Credex Healthcare starts with a free review of your current general surgery billing: AR aging by procedure type and payer, denial history by CPT code and reason, operative note accuracy review, global period tracking check, and prior authorization gap analysis. No commitment required to get that review. We identify recoverable revenue and workflow changes to prevent the same losses from carrying into the next quarter.
General surgery billing is the claims process for surgical procedures submitted to Medicare, Medicaid, and commercial payers by general surgeons, surgical hospitalists, and surgical specialty groups. Each procedure is assigned a CPT code based on the specific operation performed and the approach used, linked to ICD-10 diagnosis codes that establish medical necessity, and submitted with the appropriate modifiers for multiple procedures, assistant surgeon services, staged operations, and post-operative care. General surgery billing operates under the global surgery package for Medicare, which bundles pre-operative visits, the surgery, and post-operative care into a single payment.
General surgery billing uses CPT codes organized by procedure type and organ system. CPT 47562 covers a laparoscopic cholecystectomy. CPT 44970 is a laparoscopic appendectomy. CPT 49505 is open inguinal hernia repair, initial, for patients over 5 years of age. CPT 44120 covers small intestine resection with anastomosis. Other commonly billed general surgery codes include 44204 (laparoscopic colectomy), 49650 (laparoscopic inguinal hernia repair, initial), 43280 (laparoscopic Nissen fundoplication), 39503 (diaphragmatic hernia repair), and 49585 (umbilical hernia repair).
Yes.

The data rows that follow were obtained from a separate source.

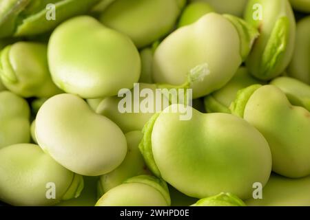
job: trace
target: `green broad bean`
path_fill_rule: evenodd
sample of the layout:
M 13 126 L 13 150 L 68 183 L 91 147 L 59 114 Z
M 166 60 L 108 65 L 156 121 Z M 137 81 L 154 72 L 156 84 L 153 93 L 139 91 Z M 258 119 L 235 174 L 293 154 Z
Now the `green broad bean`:
M 27 102 L 8 91 L 0 91 L 0 148 L 30 141 L 30 110 Z
M 59 165 L 37 145 L 3 148 L 0 161 L 0 199 L 9 204 L 51 206 L 77 197 L 83 190 L 81 175 Z
M 206 76 L 192 85 L 193 98 L 208 95 L 234 76 L 257 36 L 256 30 L 237 17 L 209 13 L 178 29 L 159 45 L 154 56 L 153 79 L 180 85 L 191 69 L 204 66 Z
M 60 94 L 48 100 L 39 110 L 35 126 L 42 149 L 76 173 L 108 173 L 126 155 L 126 138 L 121 129 L 74 95 Z
M 260 85 L 241 90 L 231 109 L 266 138 L 275 173 L 291 178 L 310 175 L 308 110 L 293 106 L 277 87 Z
M 191 3 L 183 10 L 178 27 L 190 25 L 199 20 L 203 15 L 214 12 L 213 8 L 207 3 L 203 1 Z
M 216 196 L 202 199 L 192 206 L 245 206 L 245 204 L 231 193 L 221 192 Z
M 180 108 L 192 111 L 191 120 L 180 120 Z M 231 192 L 247 199 L 255 182 L 264 186 L 269 177 L 268 143 L 234 116 L 173 104 L 154 115 L 143 133 L 139 148 L 150 170 L 187 196 Z
M 0 77 L 4 86 L 22 97 L 51 97 L 61 93 L 48 70 L 47 46 L 18 42 L 0 54 Z
M 113 188 L 97 201 L 96 206 L 169 206 L 167 184 L 152 176 L 141 175 Z
M 99 20 L 105 25 L 127 35 L 138 48 L 142 48 L 172 30 L 185 1 L 117 0 L 103 12 Z
M 140 52 L 141 59 L 141 75 L 139 82 L 143 83 L 153 83 L 152 78 L 152 66 L 154 51 L 152 48 L 147 47 Z

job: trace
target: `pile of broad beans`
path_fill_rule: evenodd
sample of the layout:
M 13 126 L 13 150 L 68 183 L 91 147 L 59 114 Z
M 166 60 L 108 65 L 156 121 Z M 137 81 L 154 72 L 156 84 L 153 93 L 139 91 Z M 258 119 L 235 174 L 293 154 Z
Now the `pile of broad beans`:
M 1 0 L 0 201 L 310 206 L 310 1 Z

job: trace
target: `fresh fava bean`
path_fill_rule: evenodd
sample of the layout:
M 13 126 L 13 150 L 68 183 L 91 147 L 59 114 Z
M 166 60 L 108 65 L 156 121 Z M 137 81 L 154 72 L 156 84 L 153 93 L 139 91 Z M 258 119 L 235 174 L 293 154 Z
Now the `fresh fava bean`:
M 30 141 L 30 116 L 24 99 L 10 91 L 0 92 L 0 148 Z
M 237 17 L 209 13 L 178 29 L 159 45 L 153 60 L 153 79 L 180 85 L 191 69 L 203 66 L 207 76 L 192 88 L 194 98 L 205 96 L 229 81 L 257 36 L 255 29 Z
M 132 89 L 140 78 L 140 56 L 131 40 L 90 16 L 57 27 L 48 57 L 56 85 L 85 98 L 115 96 L 121 89 Z
M 310 13 L 310 1 L 309 0 L 289 0 L 293 9 Z
M 0 55 L 0 77 L 6 88 L 25 98 L 61 93 L 52 81 L 43 44 L 19 42 L 7 46 Z
M 149 173 L 138 147 L 143 136 L 142 132 L 132 131 L 125 136 L 128 148 L 126 157 L 118 168 L 100 177 L 98 182 L 99 197 L 129 178 Z
M 261 80 L 280 75 L 293 56 L 296 22 L 288 0 L 249 0 L 245 19 L 260 32 L 247 59 L 250 73 Z
M 202 199 L 192 206 L 245 206 L 245 204 L 231 193 L 221 192 L 216 196 Z
M 309 3 L 310 4 L 310 3 Z M 295 51 L 287 72 L 291 77 L 310 85 L 310 16 L 297 23 Z
M 79 197 L 83 188 L 81 175 L 59 165 L 35 144 L 3 148 L 0 161 L 0 199 L 13 206 L 54 205 Z
M 121 129 L 76 96 L 50 98 L 39 110 L 35 123 L 39 145 L 74 173 L 103 175 L 117 168 L 126 155 L 126 138 Z
M 231 14 L 241 17 L 248 0 L 190 0 L 193 2 L 205 2 L 220 14 Z
M 186 6 L 178 21 L 178 28 L 190 25 L 197 21 L 203 15 L 214 12 L 214 10 L 207 3 L 197 1 Z
M 291 105 L 277 87 L 259 85 L 241 90 L 231 109 L 266 138 L 274 172 L 291 178 L 310 175 L 308 110 Z
M 279 77 L 270 82 L 281 89 L 289 102 L 310 111 L 310 86 L 289 77 Z
M 48 98 L 36 98 L 33 101 L 32 101 L 30 103 L 30 106 L 31 109 L 32 110 L 32 114 L 36 116 L 39 111 L 39 109 L 40 109 L 41 107 L 48 99 Z
M 113 188 L 97 201 L 96 206 L 169 206 L 167 184 L 152 176 L 141 175 Z
M 197 201 L 196 198 L 189 197 L 170 185 L 168 185 L 168 188 L 171 198 L 171 206 L 189 206 Z
M 61 201 L 56 206 L 94 206 L 97 201 L 98 177 L 83 177 L 84 188 L 77 198 Z
M 205 108 L 208 113 L 230 113 L 229 106 L 235 100 L 237 92 L 260 82 L 251 77 L 245 67 L 240 67 L 233 78 L 222 89 L 205 98 Z
M 180 120 L 181 108 L 192 111 L 191 120 Z M 238 117 L 191 108 L 171 105 L 145 125 L 139 148 L 149 168 L 187 196 L 250 197 L 253 184 L 264 186 L 271 173 L 266 140 Z
M 100 21 L 105 25 L 127 34 L 141 48 L 165 36 L 172 30 L 185 1 L 118 0 L 103 12 Z
M 286 178 L 276 174 L 262 189 L 262 198 L 245 201 L 249 206 L 309 206 L 310 177 Z
M 12 35 L 32 36 L 49 32 L 68 19 L 87 12 L 99 1 L 99 0 L 1 1 L 0 38 Z M 48 7 L 48 4 L 53 5 Z

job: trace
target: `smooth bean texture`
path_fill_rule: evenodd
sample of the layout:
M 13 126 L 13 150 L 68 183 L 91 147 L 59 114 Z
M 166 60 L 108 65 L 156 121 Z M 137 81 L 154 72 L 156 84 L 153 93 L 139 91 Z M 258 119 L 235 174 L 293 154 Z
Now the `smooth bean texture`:
M 254 85 L 240 91 L 231 109 L 266 138 L 274 172 L 291 178 L 310 175 L 308 110 L 293 106 L 273 85 Z
M 51 206 L 79 197 L 83 188 L 81 175 L 56 163 L 37 145 L 6 146 L 0 150 L 0 199 L 11 205 Z M 56 190 L 54 199 L 49 199 L 49 186 Z
M 25 100 L 10 91 L 0 91 L 0 148 L 30 141 L 30 116 Z
M 130 178 L 103 195 L 96 206 L 169 206 L 167 184 L 152 176 Z
M 47 46 L 18 42 L 7 46 L 0 56 L 0 77 L 5 87 L 25 98 L 51 97 L 61 93 L 48 70 Z
M 74 173 L 105 174 L 117 168 L 126 155 L 126 138 L 121 129 L 94 113 L 76 96 L 61 94 L 47 100 L 35 124 L 39 145 Z
M 117 95 L 140 78 L 140 56 L 132 41 L 90 16 L 58 26 L 49 41 L 48 58 L 56 85 L 84 98 Z
M 234 76 L 257 34 L 240 19 L 209 13 L 178 29 L 159 45 L 154 56 L 153 79 L 180 85 L 191 69 L 204 66 L 207 76 L 192 88 L 194 98 L 206 96 Z
M 221 192 L 247 199 L 254 182 L 267 183 L 271 155 L 254 127 L 229 114 L 195 109 L 190 120 L 182 121 L 177 107 L 155 115 L 144 128 L 139 147 L 153 173 L 200 199 Z

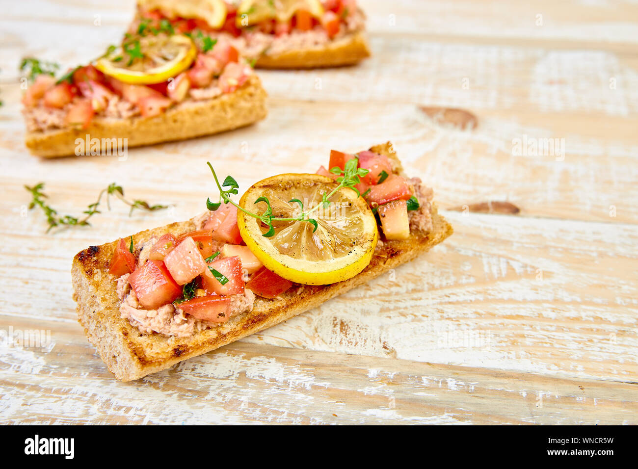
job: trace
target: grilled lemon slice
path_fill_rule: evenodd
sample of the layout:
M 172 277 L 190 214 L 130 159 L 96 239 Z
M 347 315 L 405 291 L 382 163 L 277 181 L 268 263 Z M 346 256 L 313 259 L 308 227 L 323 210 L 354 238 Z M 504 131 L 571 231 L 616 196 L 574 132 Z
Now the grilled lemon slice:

Medicare Part B, Medicaid, and commercial health plans cover medically necessary general surgery procedures when the diagnosis supports the operation, and documentation meets payer requirements. Medicare covers general surgery under the global surgery package, which includes the procedure and associated pre- and post-operative care within the global period. Commercial payers require prior authorization for most elective general surgery procedures, including cholecystectomy, hernia repair, bariatric surgery, and bowel resection.
Medicare processes clean electronic surgical claims in 14 to 30 days when the operative report supports all submitted codes, and modifiers are correctly applied. Commercial payers typically pay within 30 days when prior authorization is on file and the operative documentation is complete. Medicaid timelines depend on the state and generally range from 30 to 60 days.